Então eu ligo e aviso: Lélis, passa o café que eu vou levar um bolo pra gente conversar.

Quando chego, ela resolve: Ah, então eu vou levar você pro meu primo Mauro que ele tem essas histórias assim de visões que teve, quando no meio do mato ele passeava, viajava, essas coisas…

A gente chega e é aquela intimidade de lugares onde todo mundo conhece todo mundo, os portões são abertos e a gente entra sem bater. Mas não tem ninguém. Lélis vai à casa ao lado e diz: Deixa eu ver se o filho dele está. Ela bate palma e diz: Aqui é tudo conhecido, tudo parente. Ali é filho desse, esse é meu primo, virando ali tem outro primo. Brotas era que nem uma provinciazinha pequeninha. Todo mundo era conhecido. Agora já cresceu bastante.

Vamos andando e entramos em uma outra casa. Mais uma vez sem bater. E ela diz: Aqui faz bolo, viu? Bolo recheado. A Lélis sai da casa com a Leninha, boleira. E eu pergunto: Leninha? E você, Lélis, é Lelena? Vocês me confundem!

Na rua, vem passando alguém e a Lélis diz: Olha o outro ali, oh. O Tijolo. Vou pegar esse aí.
Esse é meu amigo também, ela apresentando ele para mim.

Tijolo, o seu pai era contador de história, porque a Ida falou que era. Cê guardou as histórias dele, pra contar pra nós agora?

Ah, assim, é difícil…

 Como chamava seu pai?, eu pergunto.

Antônio de Almeida, mas ninguém conhecia. Como eu. Ninguém conhece por José Antônio, conhece por Tijolo, e o meu pai era conhecido como Nego do Braga. O meu pai, cê sabe que ele entregava leite na rua. Os Bragas eram donos dessa chácara toda ali que você vê da igrejinha pra lá. Aquela parte toda era dos Bragas e meu pai trabalhava lá, desde criança. Aprendeu trabalhar, entregava leite na rua, tirava leite. Aliás, eu também tirei leite. Isso aí, do pessoal mais antigo, todo mundo tem o que falar do meu pai.

A Lélis comenta: Ele tinha a risada mais gostosa desse mundo! Chegava gargalhando. Isso do tempo que vendia leite naqueles litrinhos de vidro.

Dali onde a Lelena mora ouvia a risada dele lá no Cruzeiro!, diz o Tijolo.

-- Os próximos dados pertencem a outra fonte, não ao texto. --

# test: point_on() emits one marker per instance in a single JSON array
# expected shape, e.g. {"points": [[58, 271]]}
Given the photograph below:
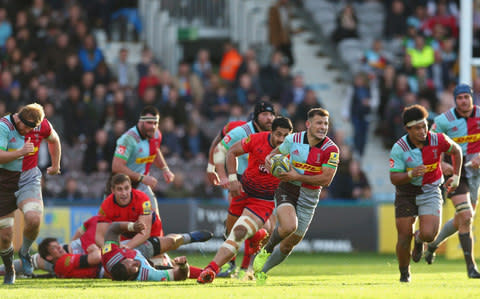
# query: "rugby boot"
{"points": [[260, 260], [261, 278], [26, 264], [200, 236], [9, 277], [257, 241], [430, 255], [417, 251], [227, 270], [207, 276], [405, 277], [473, 272]]}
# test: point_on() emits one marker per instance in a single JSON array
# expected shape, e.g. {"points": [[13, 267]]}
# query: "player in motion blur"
{"points": [[461, 124], [314, 159], [263, 116], [416, 173], [20, 137], [136, 151], [252, 198]]}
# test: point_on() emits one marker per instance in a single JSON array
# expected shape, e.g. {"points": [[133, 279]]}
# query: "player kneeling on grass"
{"points": [[127, 264], [416, 173]]}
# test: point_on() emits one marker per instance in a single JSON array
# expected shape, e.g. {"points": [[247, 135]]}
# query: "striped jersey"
{"points": [[139, 152], [463, 130], [236, 135], [309, 160], [11, 140], [405, 156], [257, 180]]}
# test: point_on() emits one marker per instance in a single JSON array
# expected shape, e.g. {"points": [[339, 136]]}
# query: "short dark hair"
{"points": [[120, 178], [282, 122], [317, 111], [119, 272], [43, 247], [414, 112], [149, 110]]}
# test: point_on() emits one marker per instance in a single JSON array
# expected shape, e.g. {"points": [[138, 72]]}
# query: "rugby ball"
{"points": [[280, 163]]}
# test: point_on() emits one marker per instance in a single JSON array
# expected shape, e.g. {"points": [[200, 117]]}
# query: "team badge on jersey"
{"points": [[147, 208], [107, 248], [333, 160], [121, 149]]}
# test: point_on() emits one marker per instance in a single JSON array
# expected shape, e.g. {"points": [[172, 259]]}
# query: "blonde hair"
{"points": [[32, 112]]}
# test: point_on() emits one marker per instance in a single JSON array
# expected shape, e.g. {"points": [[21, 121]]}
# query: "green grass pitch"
{"points": [[301, 276]]}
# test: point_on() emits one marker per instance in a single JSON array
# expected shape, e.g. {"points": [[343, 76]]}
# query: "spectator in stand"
{"points": [[195, 144], [152, 79], [216, 102], [422, 55], [146, 61], [98, 150], [125, 71], [90, 55], [395, 21], [230, 63], [188, 85], [295, 92], [202, 67], [346, 24], [5, 27], [279, 29], [70, 73], [171, 145]]}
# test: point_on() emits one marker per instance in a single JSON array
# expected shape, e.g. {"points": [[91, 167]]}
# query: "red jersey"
{"points": [[256, 180], [113, 254], [232, 125], [138, 206], [90, 229], [68, 266], [36, 136]]}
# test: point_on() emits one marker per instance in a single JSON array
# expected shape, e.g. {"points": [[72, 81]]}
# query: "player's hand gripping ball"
{"points": [[280, 163]]}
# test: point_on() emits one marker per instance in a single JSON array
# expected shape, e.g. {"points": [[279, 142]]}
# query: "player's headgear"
{"points": [[462, 88], [262, 106], [413, 115]]}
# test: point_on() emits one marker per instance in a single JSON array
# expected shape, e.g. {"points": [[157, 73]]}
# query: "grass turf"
{"points": [[301, 276]]}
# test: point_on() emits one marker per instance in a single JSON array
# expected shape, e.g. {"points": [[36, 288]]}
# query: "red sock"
{"points": [[246, 256], [213, 266], [195, 272]]}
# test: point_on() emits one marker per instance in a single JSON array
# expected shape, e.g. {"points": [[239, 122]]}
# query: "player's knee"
{"points": [[239, 233]]}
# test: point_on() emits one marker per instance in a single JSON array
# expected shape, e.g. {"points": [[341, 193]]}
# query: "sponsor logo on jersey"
{"points": [[67, 261], [333, 160], [121, 149], [428, 168], [147, 208], [306, 167], [467, 139], [107, 248], [144, 160]]}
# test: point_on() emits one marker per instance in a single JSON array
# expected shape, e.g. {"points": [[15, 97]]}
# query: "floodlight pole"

A gente conversando na calçada, um carro passa e buzina cumprimentando. Tijolo acena. Acho que já era o segundo carro a cumprimentar ele.

Quantas vezes meu pai estava chegando lá na chácara onde a gente morava e minha mãe falava “escuta, olha o bocudo do seu pai chegando!”. Quantas vezes! Tijolo continua contando: Então, todo pessoal antigo, e os novos também, se você perguntar todo mundo tem o que contar. O meu pai foi um cara muito ligado com o povo. Pra falar a verdade, ele foi mais da cidade que de casa!

Outro carro passa na rua e cumprimenta. O Tijolo responde: Oi, Palmiro!

Eu pergunto se eles moram na chácara dos Bragas ainda hoje.

Não, eu moro aqui agora. Nessa rua aqui. Eu sai de lá com 45 anos. Vivemos uma vida lá!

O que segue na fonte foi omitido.